I also had a number of friends raised at each end of the spectrum. Looking back now, my parents, one of whom did not complete high school and both of whom worked more than one job at times to pull themselves barely into the middle class, did a very good job.
Lareau wasn’t looking for an either/or answer but a correlation to what would predict an upwardly mobile trajectory for those in poor or working class households and what links there might be for keeping middle class children from downward mobility.
For a quick video overview of the times per week the researchers spent observing the children both in school and within the home as well as the follow up ten years later click here.

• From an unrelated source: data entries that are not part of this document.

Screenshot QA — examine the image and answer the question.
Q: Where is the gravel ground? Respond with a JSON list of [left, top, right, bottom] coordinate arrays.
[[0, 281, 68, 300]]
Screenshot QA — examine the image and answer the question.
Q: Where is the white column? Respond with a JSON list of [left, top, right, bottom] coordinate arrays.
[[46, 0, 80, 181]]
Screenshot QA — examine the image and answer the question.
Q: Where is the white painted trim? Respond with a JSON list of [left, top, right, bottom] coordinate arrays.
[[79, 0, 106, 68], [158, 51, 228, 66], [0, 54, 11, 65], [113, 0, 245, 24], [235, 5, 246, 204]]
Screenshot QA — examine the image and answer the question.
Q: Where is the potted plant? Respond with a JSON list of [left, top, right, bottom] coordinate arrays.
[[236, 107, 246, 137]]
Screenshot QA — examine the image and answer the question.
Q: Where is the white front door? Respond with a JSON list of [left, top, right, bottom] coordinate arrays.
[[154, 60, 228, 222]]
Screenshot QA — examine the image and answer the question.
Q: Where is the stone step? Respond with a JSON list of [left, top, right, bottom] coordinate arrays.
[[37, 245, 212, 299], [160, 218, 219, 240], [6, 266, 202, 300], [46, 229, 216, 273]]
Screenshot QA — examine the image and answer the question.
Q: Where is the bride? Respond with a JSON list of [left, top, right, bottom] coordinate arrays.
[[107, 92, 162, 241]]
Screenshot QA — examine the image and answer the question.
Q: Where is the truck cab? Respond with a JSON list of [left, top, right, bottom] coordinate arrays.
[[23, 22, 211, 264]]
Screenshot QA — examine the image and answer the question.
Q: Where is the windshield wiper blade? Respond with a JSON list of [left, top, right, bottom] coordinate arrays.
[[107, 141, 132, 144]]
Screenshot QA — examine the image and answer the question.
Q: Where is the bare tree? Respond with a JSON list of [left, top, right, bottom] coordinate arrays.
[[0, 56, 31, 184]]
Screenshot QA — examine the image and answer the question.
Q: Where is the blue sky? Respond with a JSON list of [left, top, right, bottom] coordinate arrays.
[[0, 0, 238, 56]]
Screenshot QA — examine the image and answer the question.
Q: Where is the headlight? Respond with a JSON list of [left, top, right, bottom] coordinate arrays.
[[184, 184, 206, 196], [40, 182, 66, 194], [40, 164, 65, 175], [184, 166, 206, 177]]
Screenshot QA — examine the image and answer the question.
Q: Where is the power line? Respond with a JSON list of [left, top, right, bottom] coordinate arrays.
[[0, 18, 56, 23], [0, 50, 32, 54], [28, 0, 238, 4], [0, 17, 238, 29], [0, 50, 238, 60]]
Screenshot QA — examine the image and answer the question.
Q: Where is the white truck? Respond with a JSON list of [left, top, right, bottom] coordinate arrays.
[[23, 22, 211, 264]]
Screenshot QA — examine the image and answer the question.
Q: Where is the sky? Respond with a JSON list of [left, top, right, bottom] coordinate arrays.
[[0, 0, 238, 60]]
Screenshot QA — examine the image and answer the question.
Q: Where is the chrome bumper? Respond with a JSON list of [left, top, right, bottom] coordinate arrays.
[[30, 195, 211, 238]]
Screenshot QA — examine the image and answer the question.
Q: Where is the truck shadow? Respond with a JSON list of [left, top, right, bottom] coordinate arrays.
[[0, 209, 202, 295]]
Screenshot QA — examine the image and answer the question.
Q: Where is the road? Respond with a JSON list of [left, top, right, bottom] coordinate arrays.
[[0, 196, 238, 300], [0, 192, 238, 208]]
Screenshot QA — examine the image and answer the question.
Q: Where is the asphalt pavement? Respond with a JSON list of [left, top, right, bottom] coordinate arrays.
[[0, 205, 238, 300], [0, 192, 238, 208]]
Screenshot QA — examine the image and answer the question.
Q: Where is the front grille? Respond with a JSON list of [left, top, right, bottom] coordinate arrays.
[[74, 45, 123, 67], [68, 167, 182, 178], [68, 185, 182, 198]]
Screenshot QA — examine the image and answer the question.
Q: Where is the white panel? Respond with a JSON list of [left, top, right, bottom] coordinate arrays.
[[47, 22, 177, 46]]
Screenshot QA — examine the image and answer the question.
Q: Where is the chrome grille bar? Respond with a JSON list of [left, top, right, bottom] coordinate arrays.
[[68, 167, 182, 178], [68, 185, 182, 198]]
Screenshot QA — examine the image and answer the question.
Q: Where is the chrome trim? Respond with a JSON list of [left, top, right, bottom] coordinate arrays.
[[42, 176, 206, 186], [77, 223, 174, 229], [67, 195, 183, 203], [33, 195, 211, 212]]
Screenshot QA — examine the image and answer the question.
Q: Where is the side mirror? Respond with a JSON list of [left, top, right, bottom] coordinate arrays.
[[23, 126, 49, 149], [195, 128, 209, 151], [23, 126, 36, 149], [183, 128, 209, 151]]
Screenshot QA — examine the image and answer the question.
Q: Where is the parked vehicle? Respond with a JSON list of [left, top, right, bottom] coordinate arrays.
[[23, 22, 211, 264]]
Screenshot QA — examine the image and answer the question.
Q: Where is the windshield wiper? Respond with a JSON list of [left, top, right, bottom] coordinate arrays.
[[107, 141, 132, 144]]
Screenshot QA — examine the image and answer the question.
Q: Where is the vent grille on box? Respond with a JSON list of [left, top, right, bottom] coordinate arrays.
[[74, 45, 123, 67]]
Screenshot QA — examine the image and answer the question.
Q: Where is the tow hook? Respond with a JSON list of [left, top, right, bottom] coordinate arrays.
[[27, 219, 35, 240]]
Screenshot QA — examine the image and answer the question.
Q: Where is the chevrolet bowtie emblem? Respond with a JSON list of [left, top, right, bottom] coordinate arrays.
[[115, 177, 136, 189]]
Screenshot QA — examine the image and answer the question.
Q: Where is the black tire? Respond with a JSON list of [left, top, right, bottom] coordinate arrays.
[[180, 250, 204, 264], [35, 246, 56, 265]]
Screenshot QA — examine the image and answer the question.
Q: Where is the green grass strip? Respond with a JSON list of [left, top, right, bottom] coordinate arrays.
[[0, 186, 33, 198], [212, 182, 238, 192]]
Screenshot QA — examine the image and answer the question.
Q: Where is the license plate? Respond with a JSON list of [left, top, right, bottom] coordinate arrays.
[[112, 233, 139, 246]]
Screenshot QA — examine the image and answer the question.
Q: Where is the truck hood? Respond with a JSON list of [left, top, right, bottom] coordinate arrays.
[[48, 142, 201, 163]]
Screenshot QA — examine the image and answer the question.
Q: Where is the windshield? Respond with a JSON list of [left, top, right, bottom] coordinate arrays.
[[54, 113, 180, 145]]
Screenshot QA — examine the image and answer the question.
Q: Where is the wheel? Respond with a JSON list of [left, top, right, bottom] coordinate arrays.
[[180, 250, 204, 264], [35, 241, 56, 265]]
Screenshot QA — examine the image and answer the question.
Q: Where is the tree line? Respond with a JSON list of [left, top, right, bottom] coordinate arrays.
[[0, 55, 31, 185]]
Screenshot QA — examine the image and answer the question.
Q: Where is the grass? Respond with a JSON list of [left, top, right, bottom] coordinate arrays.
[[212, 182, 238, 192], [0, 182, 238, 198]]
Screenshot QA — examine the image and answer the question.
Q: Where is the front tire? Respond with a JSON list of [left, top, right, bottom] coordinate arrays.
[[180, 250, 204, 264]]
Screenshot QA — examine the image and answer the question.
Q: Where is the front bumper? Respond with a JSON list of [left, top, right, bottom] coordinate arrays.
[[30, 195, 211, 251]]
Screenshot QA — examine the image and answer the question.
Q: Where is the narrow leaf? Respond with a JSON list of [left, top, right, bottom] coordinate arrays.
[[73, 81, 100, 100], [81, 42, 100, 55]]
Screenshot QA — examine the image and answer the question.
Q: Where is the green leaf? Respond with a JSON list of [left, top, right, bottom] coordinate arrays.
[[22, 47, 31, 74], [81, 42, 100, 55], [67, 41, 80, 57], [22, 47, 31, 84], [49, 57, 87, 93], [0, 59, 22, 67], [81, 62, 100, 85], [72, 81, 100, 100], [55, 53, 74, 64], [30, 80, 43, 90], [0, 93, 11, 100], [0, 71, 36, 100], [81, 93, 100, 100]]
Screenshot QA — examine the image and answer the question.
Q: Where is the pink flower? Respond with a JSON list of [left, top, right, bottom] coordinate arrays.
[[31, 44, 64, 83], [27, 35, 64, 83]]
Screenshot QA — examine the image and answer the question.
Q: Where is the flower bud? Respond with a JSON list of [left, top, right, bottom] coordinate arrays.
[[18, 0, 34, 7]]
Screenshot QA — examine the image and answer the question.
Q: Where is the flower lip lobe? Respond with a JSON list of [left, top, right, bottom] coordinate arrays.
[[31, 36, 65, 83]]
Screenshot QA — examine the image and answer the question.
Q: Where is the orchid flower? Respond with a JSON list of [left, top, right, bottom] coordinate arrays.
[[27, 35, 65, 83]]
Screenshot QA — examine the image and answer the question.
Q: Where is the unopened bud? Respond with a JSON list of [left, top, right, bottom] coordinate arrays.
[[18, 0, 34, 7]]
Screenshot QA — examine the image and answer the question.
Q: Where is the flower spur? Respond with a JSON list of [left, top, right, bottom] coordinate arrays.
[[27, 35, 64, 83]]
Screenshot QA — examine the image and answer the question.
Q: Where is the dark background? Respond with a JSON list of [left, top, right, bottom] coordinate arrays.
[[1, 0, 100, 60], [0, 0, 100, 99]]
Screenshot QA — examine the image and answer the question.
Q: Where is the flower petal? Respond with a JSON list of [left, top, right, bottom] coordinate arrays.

I have found that many people talk about this study without ever having read either edition of the book so I definitely recommend reading it cover to cover more than say an overview such as the one linked here.
The positive links she found to upward mobility or sustaining middle class status once achieved vs. cycling downward didn’t relate to race as much as they did social class and parenting style.
A third of Americans raised as middle class (income) fall out of the middle as adults including 38% of black men and a somewhat lower proportion of Hispanic men. Achievement gaps on test scores play a role.
A lot of things can affect how things turn out for us as adults but Lareau’s studies are particularly fascinating because they provide insight into the interplay of parenting, neighborhood and institutional influences.
For parents who are poor or working class, a natural style of parenting becomes the default because the logistics of housing safety, clothing, doctors appointments, getting to bed and ready for school, not to mention putting food on the table often take precedence.
The natural parenting style tends toward directives and completely unstructured and undirected play time. But it isn’t just less intensity about organized leisure or learning activities that differentiates the natural style.
There more likely isn’t the time to interact by answering questions with questions and exploring options such as certain behaviors or coaching on how to deal with authority and institutions or how to question adults….or reading books.
Clearly the boys in Ferguson not only knew how to blow off authority and social norms but apparently may have also over reacted. It doesn’t excuse shooting them either, but there has to be some accountability on both sides.
Police restraint is not the panacea.
Of course, many of us see when the concerted cultivation style goes awry, e.g. domineering helicopter parents, a sense of entitlement that it is the job of parents to make sure a child is never bored and far too little unstructured time.
But the true value of the concerted cultivation style is having conversations with children where they explore feelings, thoughts and options as well as learn to learn by reading books well in advance of formal schooling.
Any effort to ensure social justice, including addressing poverty, needs to be informed by Dr. Lareau’s research and others. She talks about race and distrust of the police regardless of class. But she sees more potential solutions looking at class.
My friends on the left often point to the robotic, lockstep manifest by many on the right and they are right to be concerned. But even among those deeply concerned with social justice it is important to guard against becoming brittle, rigid and kneejerk in its pursuit.
And those who react forcefully to the notion that poverty can become a culture need to come to the realization that not everything is about race.